E o anúncio de Ricardo Gomes não acabou com os temores. Afinal de contas, o treinador carioca fizera trabalho apenas mediano no Monaco – para nem citar a mancha maior em sua carreira, a desclassificação no Pré-Olímpico de 2004 (da qual nem foi tão culpado assim). Para recuperar um bom trabalho de Ricardo, era necessário voltar a 2002, quando treinou o Juventude que foi às quartas de final do Brasileiro.

Pois Ricardo Gomes, pacientemente, foi achando o seu modo de treinar o São Paulo. Chegou a colocar o time em variáveis do 4-4-2, nos primeiros jogos comandando a equipe. Até que soube compreender o fato de que a equipe já estava habituada ao 3-4-1-2, tantas foram as vezes que a equipe entrou assim com Muricy. Não por coincidência, a primeira partida que teve o esquema foi o 2 a 1 contra o Barueri, pela 14ª rodada – um dos jogos apontados por jornalistas e torcida como fundamentais para devolver o São Paulo à disputa de um título nacional.
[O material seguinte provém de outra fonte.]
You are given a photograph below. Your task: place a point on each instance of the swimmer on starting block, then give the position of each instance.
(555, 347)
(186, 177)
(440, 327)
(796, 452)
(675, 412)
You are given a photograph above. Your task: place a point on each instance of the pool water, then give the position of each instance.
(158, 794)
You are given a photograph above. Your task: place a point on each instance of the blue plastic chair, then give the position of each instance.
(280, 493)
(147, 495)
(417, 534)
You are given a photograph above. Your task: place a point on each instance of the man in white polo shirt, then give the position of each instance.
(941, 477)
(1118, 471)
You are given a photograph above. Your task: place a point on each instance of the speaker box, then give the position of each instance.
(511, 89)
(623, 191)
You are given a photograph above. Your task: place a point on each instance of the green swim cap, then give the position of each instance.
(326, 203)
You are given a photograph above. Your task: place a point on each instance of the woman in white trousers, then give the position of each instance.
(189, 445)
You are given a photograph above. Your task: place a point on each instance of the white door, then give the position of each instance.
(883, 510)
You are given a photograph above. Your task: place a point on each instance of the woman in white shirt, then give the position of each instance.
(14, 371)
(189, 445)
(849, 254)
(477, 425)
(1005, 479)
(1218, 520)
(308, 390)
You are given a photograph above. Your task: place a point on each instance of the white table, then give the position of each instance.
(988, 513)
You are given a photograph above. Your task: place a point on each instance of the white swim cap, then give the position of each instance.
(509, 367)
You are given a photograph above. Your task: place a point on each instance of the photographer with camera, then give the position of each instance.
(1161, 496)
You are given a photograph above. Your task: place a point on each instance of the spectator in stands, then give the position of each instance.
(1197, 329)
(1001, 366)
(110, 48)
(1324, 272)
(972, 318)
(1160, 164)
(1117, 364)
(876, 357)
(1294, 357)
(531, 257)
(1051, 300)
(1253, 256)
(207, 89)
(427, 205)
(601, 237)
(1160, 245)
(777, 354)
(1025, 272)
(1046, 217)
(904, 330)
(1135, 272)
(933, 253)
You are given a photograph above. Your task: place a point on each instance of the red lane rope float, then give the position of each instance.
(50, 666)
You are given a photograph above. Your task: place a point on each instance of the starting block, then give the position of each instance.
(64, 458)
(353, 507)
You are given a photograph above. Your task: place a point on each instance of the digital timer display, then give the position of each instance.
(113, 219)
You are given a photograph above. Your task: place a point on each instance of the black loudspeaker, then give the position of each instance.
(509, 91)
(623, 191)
Houve mais turbulências, que até fizeram supor o São Paulo como time sem mais chances. Mas o time foi aproveitando novas chances que surgiam, aos trancos e barrancos; viu alguns tropeços dos adversários próximos; e está aí, empatado em pontos com o Palmeiras, a cinco rodadas do fim do Brasileiro. Mesmo que as turbulências continuem.

Bem, melhor será dizer a turbulência, no singular. Porque, havia algum tempo, o setor de defesa não causava tanto pânico nos são-paulinos. Não há como negar que Ricardo Gomes ainda tem de colocar o seu dedo neste lugar, que sempre foi um dos pontos fortes de Muricy. Foi ali que a equipe passou os apuros que causaram a perda de pontos importantes: a virada sofrida contra o Flamengo e o empate obtido a fórceps contra o Coritiba são os grandes exemplos. E, mesmo nas vitórias, os calafrios vieram. Foram unânimes as críticas à marcação de cruzamentos na primeira trave, onde as falhas deram gols ao Santos. Contra o Internacional, Bosco foi incensado como o herói, tantas foram as defesas salvadoras. E o mesmo se viu no 1 a 0 contra o Barueri.
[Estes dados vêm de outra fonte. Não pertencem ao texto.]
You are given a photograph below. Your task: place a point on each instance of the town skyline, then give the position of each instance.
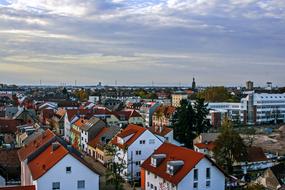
(166, 41)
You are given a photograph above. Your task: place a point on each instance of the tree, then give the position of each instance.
(229, 147)
(15, 100)
(190, 122)
(114, 169)
(202, 124)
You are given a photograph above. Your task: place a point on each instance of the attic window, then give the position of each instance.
(174, 166)
(157, 159)
(68, 169)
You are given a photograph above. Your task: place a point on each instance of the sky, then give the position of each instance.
(137, 42)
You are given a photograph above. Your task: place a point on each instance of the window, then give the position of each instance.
(55, 185)
(138, 174)
(208, 173)
(208, 183)
(80, 184)
(68, 169)
(195, 174)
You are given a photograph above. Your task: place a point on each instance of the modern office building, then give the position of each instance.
(262, 108)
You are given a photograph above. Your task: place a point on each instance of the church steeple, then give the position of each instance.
(193, 84)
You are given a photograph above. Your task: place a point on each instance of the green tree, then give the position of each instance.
(229, 147)
(189, 122)
(202, 124)
(114, 169)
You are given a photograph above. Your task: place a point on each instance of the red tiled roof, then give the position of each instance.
(9, 125)
(30, 187)
(47, 113)
(46, 160)
(101, 111)
(72, 112)
(165, 130)
(28, 149)
(173, 152)
(130, 129)
(96, 140)
(209, 146)
(80, 122)
(135, 114)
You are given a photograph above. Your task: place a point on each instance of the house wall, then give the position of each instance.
(146, 150)
(68, 180)
(25, 174)
(67, 126)
(217, 179)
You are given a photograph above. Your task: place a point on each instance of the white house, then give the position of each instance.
(178, 168)
(165, 134)
(147, 110)
(134, 144)
(89, 130)
(48, 163)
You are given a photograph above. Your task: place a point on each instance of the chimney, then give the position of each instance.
(55, 145)
(44, 167)
(160, 129)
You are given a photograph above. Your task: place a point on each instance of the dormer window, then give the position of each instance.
(120, 140)
(157, 159)
(174, 166)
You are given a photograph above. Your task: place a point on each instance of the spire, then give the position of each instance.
(193, 84)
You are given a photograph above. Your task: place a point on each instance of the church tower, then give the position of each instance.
(193, 84)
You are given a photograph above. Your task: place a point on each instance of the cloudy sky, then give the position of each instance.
(220, 42)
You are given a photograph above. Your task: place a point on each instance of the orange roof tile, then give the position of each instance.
(46, 160)
(209, 146)
(96, 140)
(173, 152)
(130, 129)
(165, 130)
(30, 187)
(28, 149)
(80, 122)
(61, 112)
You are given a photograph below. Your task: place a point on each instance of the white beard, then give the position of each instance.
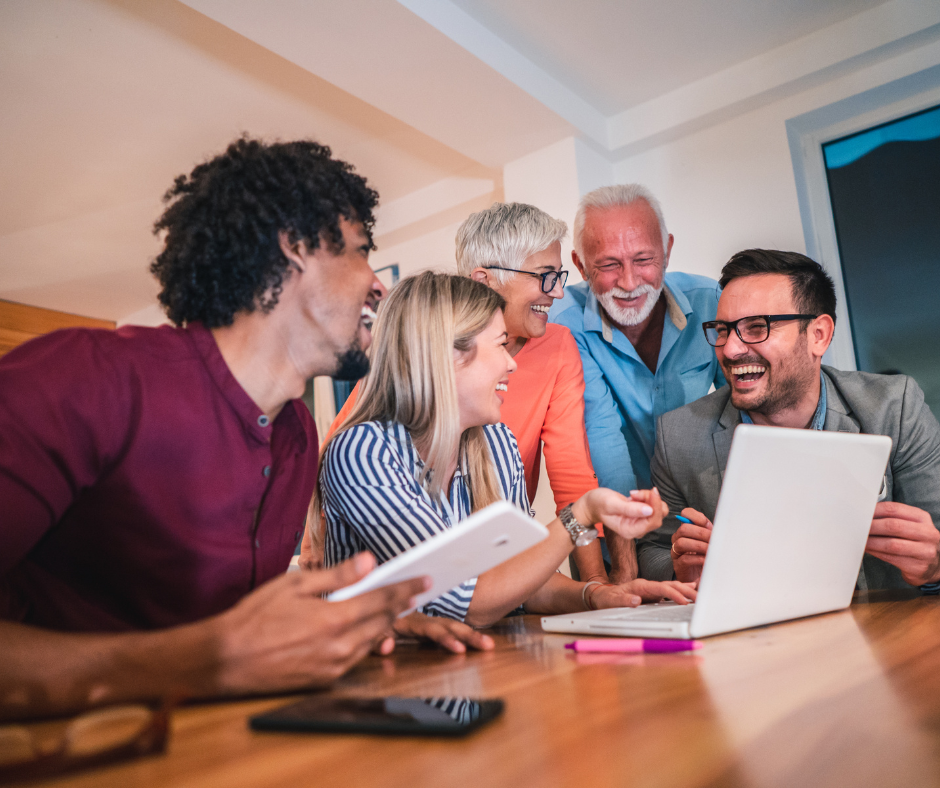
(630, 316)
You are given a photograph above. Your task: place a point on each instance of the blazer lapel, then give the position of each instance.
(838, 418)
(724, 432)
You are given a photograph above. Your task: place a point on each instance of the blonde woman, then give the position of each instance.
(423, 448)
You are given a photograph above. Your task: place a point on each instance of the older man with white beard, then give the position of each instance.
(638, 332)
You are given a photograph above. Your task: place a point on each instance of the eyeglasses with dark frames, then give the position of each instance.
(750, 330)
(96, 738)
(549, 278)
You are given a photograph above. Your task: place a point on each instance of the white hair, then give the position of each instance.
(617, 196)
(505, 234)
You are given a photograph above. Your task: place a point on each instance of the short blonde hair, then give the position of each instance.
(505, 234)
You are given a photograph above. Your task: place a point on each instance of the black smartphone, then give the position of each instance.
(443, 716)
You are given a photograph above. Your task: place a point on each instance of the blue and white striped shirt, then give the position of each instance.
(372, 499)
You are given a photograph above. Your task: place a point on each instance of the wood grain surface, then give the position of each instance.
(845, 699)
(19, 323)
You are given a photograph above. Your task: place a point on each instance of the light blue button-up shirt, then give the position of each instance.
(622, 399)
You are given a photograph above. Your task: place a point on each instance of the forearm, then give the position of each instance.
(559, 594)
(45, 673)
(623, 563)
(508, 585)
(590, 562)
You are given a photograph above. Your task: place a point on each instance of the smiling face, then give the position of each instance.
(340, 294)
(483, 375)
(624, 260)
(526, 305)
(780, 374)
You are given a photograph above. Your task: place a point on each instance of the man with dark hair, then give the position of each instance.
(775, 320)
(155, 482)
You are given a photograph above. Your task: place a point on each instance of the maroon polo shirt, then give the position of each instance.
(140, 486)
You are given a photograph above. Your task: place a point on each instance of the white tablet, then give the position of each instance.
(484, 540)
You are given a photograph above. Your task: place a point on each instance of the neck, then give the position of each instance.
(798, 416)
(653, 325)
(258, 355)
(515, 344)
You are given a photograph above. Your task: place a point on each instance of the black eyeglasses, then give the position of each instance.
(97, 738)
(750, 330)
(549, 278)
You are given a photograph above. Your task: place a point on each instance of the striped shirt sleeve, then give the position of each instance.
(373, 501)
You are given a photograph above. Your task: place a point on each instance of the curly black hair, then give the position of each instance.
(222, 254)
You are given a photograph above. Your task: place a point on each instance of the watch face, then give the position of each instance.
(586, 538)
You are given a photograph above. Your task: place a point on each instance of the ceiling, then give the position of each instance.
(106, 101)
(620, 53)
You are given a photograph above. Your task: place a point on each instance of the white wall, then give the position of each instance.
(731, 186)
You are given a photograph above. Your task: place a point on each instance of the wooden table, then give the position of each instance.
(845, 699)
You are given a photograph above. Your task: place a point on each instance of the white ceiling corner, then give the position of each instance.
(481, 42)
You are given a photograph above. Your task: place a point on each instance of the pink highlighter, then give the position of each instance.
(654, 646)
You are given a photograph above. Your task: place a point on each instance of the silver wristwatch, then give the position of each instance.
(581, 535)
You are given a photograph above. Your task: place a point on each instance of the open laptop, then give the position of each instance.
(789, 534)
Mas qual seria a razão da queda de desempenho na marcação? Rogério Ceni? Nem tanto. Mesmo que esteja enfrentando o mais difícil dos seus doze anos como titular da equipe, ao sofrer com contusões (uma delas, a mais grave de sua carreira) e cometer eventuais falhas, o capitão são-paulino ainda traz uma segurança maior aos seus companheiros – além de fazer ótimas defesas, como contra Flamengo e Barueri. Melhor seria colocar tudo na conta de uma má fase, que acometeu André Dias e Miranda. E que deve passar.

Ainda assim, o meio-campo tem ajudado a minorar os problemas defensivos. E os cinco jogadores do setor mostram a principal característica a contrabalançar a turbulência são-paulina: garra. Richarlyson tem inegável qualidade, ao se desdobrar na cabeça de área para conter ataques, mas há tempos não tinha em suas atuações a alma que o levou à Seleção Brasileira, que o fez ser um dos melhores de 2007, que o tornou personagem decisiva no jogo do título, em 2008, ao anular Paulo Baier e asfixiar o Goiás. Idem para Hernanes. Jogando mais atrás, ou sendo o homem de armação, o pernambucano esqueceu as performances tímidas, na maior parte do ano, e voltou a ter o mesmo papel destacado que tinha.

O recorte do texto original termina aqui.